Iñigo Arteaga

Personal information
- Full name: Iñigo Arteaga Nieto
- Date of birth: 16 December 1972 (age 52)
- Place of birth: San Sebastián, Spain
- Height: 1.85 m (6 ft 1 in)
- Position(s): Goalkeeper

Team information
- Current team: Espanyol (goalkeeping coach)

Youth career
- Real Sociedad

Senior career*
- Years: Team / Apps / (Gls)
- 0000–1995: Real Sociedad B / 80 / (0)
- 1995–1996: Real Sociedad / 0 / (0)
- 1997–1998: Racing de Ferrol / 48 / (1)
- 1998–2000: Chaves / 25+ / (0+)
- 2000–2002: Burgos / 42 / (0)
- 2002–2004: Real Unión / 42 / (0)

Managerial career
- 2004–2008: Real Unión (goalkeepingr coach)
- 2008–2010: Cádiz (goalkeeping coach)
- 2010–2011: Villarreal B (goalkeeping coach)
- 2011: Olympiacos Volos (goalkeeping coach)
- 2011–2012: AO Kerkyra (goalkeeping coach)
- 2012–2013: Almería (goalkeeping coach)
- 2013–2014: Osasuna (goalkeeping coach)
- 2014–2016: Málaga (goalkeeping coach)
- 2016–2017: Rubin Kazan (goalkeeping coach)
- 2018–2019: Watford (goalkeeping coach)
- 2021–2022: Al Sadd (goalkeeping coach)
- 2023–: Espanyol (goalkeeping coach)

= Iñigo Arteaga =

Association football player

Iñigo Arteaga Nieto (born 16 December 1972) is a Spanish former professional footballer who played as a goalkeeper. He is currently the goalkeeping coach of club RCD Espanyol.

==Career==

===Club career===

Arteaga started his career with Spanish La Liga side Real Sociedad. Before the second half of 1996–97, Arteaga signed for Racing de Ferrol in the Spanish third division, where he became the first player to score from a goal kick during a 2–0 win over Moralo.

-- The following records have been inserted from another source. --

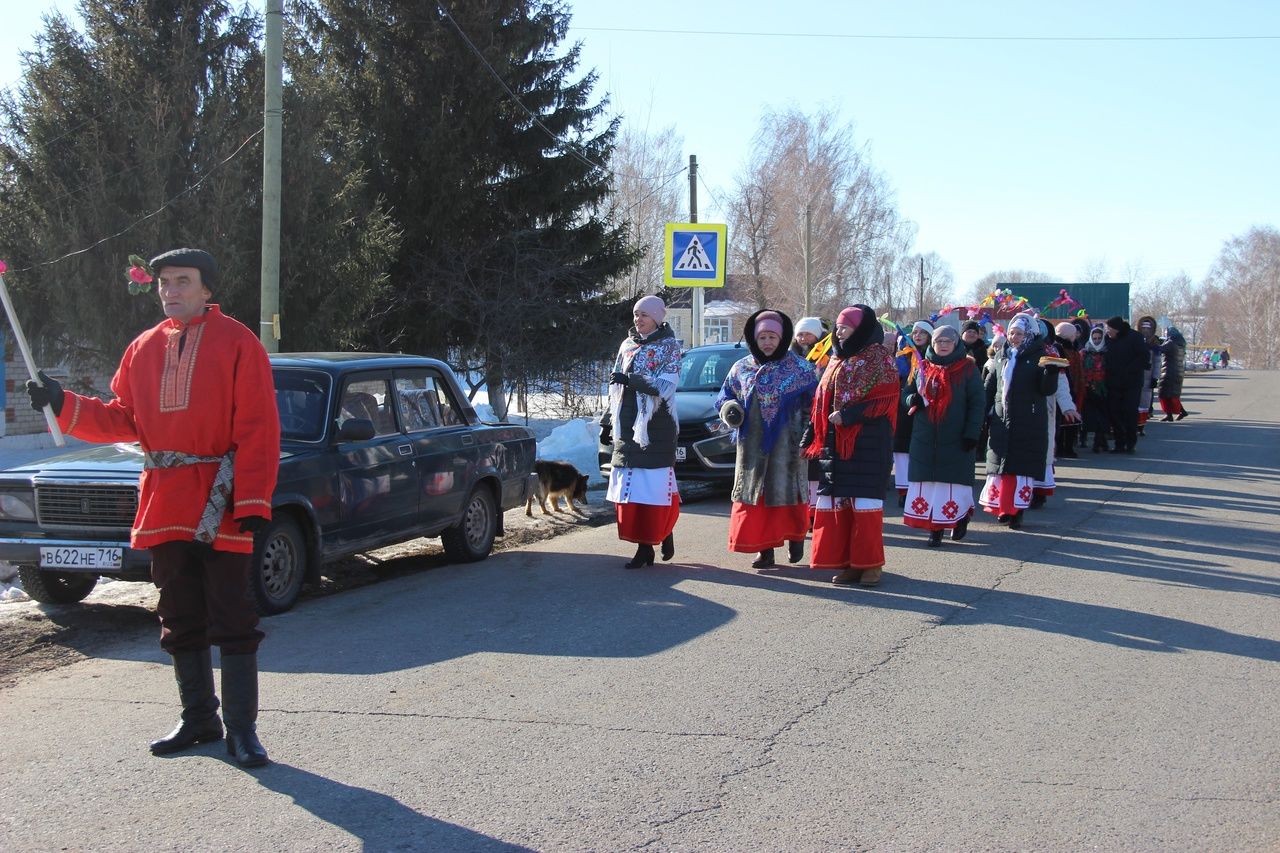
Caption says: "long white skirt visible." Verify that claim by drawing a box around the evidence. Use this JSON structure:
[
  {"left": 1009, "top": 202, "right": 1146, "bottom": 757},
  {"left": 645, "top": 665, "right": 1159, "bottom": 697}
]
[
  {"left": 902, "top": 483, "right": 973, "bottom": 530},
  {"left": 604, "top": 467, "right": 680, "bottom": 506}
]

In 1998, Arteaga signed for Portuguese top flight club Chaves, where he made over 25 league appearances and scored 0 goals and suffered relegation to the Portuguese second division. In 2000, he signed for Burgos in the Spanish third division, helping them earn promotion to the Spanish second division.

===Managerial career===

In 2014, Arteaga was appointed goalkeeper coach of Spanish La Liga team Málaga. In 2016, he was appointed goalkeeper coach of Rubin in Russia. In 2018, he was appointed goalkeeper coach of English Premier League outfit Watford. In 2021, Arteaga was appointed goalkeeping coach of Al Sadd in Qatar.

On 4 July 2023, Arteaga was appointed goalkeeping coach of Segunda División club RCD Espanyol.